The second approach to policy analysis is the policy process that seeks to find a political interpretation and solution to the problems that might exist due to power and representation (Fossati, 2002). The meta-policy approach seeks to explain all the contextual factors within a public policy and solves all the problems resulting from structural factors. Policies are normally influenced by economic, political and social factors that need to be well explained and interpreted for the success of the policy program. There are quite a number of methodologies used to analyze public policies for viability. Some of the commonly used methods include the model building method, case study method, statistical analysis and the survey research method (Fossati, 2002). The process of creating and applying a public policy is normally used using analytical models such as the rational and institutional models. Policy analysis is useful when selecting the best policy agenda from many alternatives.
Public policies need to undergo revision before implementation to avoid the many complications that might arise at the implementation (Nagel, 2002). The other reason why policy revision is recommended is to restructure outdated policies and make them consistent with the current economic, social and political trends. The process of policy revision can be carried out through editing the existing policies according to current requirements or developing new policies incase the existing ones are completely outdated. Policy makers have the responsibility of identifying the policies that need revision and present them for revision (Nagel, 2002). All the stakeholders are called upon to give their input on the areas that need revision before the policy agenda is sent to the Congress for amendment, discussion and adoption. The other option is to formulate new policies addressing the same problem but using a different approach. The new policy draft is then sent to the congress for discussion and legislation using the normal policy legislation procedure (Nagel, 2002). In case of policy editing, all the suggested changes that are meant to improve the efficiency of a policy program should be included in the final draft before being sent to the Congress for debate and adoption (Shapira, 2003). Constant policy revision by the government ensures that funds are not wasted on outdated government policy programs with no real positive impact. Statistical methodologies are normally used to identify and review public policies that need revision.

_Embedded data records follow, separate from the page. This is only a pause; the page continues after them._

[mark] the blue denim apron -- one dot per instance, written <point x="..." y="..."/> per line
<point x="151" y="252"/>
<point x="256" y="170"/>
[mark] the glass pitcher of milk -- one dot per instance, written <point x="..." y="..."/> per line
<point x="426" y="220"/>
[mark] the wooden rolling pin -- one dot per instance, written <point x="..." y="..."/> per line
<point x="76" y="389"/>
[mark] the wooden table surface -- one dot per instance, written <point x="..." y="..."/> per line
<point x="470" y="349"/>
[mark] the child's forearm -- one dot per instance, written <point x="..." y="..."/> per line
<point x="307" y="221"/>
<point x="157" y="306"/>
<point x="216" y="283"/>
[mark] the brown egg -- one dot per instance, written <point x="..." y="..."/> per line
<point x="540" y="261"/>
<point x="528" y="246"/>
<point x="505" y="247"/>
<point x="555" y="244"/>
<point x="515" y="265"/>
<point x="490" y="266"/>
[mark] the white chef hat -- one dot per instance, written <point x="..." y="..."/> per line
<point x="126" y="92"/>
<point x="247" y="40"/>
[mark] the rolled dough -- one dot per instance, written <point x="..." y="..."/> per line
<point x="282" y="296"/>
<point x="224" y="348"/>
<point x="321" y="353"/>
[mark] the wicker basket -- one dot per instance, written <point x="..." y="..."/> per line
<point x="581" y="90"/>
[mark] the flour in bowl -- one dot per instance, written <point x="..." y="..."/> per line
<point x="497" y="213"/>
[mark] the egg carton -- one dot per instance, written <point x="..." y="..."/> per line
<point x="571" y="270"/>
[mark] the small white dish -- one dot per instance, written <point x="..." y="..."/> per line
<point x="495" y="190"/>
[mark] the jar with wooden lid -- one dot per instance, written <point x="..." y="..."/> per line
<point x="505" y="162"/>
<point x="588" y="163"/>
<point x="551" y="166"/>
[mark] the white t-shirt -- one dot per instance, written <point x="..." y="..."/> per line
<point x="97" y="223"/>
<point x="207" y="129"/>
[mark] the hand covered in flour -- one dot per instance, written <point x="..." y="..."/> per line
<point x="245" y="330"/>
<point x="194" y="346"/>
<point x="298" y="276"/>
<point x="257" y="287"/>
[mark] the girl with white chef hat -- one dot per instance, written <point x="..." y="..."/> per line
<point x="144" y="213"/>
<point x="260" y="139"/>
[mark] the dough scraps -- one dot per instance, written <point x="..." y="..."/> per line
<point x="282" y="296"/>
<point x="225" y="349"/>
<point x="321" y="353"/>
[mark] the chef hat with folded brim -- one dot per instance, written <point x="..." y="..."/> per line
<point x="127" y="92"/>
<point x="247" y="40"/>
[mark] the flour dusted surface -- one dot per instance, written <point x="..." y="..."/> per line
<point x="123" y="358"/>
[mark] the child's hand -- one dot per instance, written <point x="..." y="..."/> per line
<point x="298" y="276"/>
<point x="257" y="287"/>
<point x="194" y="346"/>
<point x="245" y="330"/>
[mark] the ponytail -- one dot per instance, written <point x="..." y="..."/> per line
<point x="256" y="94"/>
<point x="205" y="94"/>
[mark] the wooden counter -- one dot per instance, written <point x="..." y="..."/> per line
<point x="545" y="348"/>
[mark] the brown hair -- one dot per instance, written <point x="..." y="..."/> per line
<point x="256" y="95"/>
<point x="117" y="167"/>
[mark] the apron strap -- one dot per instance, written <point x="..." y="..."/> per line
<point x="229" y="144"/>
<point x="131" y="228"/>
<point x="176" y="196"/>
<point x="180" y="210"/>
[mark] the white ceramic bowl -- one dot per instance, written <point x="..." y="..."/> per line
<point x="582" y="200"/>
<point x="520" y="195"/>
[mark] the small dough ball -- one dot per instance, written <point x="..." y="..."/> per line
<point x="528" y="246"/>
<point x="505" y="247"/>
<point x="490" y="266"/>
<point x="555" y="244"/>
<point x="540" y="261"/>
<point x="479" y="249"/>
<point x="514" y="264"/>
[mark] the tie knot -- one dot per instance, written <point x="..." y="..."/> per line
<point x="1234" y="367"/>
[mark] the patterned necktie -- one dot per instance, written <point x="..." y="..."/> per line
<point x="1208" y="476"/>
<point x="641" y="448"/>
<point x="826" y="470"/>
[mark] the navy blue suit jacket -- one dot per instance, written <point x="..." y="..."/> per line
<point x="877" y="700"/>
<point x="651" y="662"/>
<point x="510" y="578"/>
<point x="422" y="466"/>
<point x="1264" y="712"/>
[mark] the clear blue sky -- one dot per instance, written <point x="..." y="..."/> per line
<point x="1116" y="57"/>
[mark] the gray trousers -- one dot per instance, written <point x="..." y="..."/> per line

In conclusion, policy evaluation and revision is essential in ensuring all government programs attain the desired results. Policy evaluation and analysis seeks to find out all the answers to the questions that might be asked regarding the policy programs being developed and implemented. Policy evaluators assess the viability and efficiency of a policy program using analytical and descriptive statistical methods. It is important for all public policies to be reviewed to make sure that they are consistent with current social, political and economic trends in the country and the whole world at large.
Fossati, A. (2002). Policy evaluation with computable general equilibrium models. New York, NY: Routledge.
Nagel, S. S. (2002). Handbook of public policy evaluation. New York, NY: SAGE.
Shapira, P. (2003). Learning from science and technology policy evaluation: Experiences from the United States and Europe. New York, NY: Edward Elgar Publishing.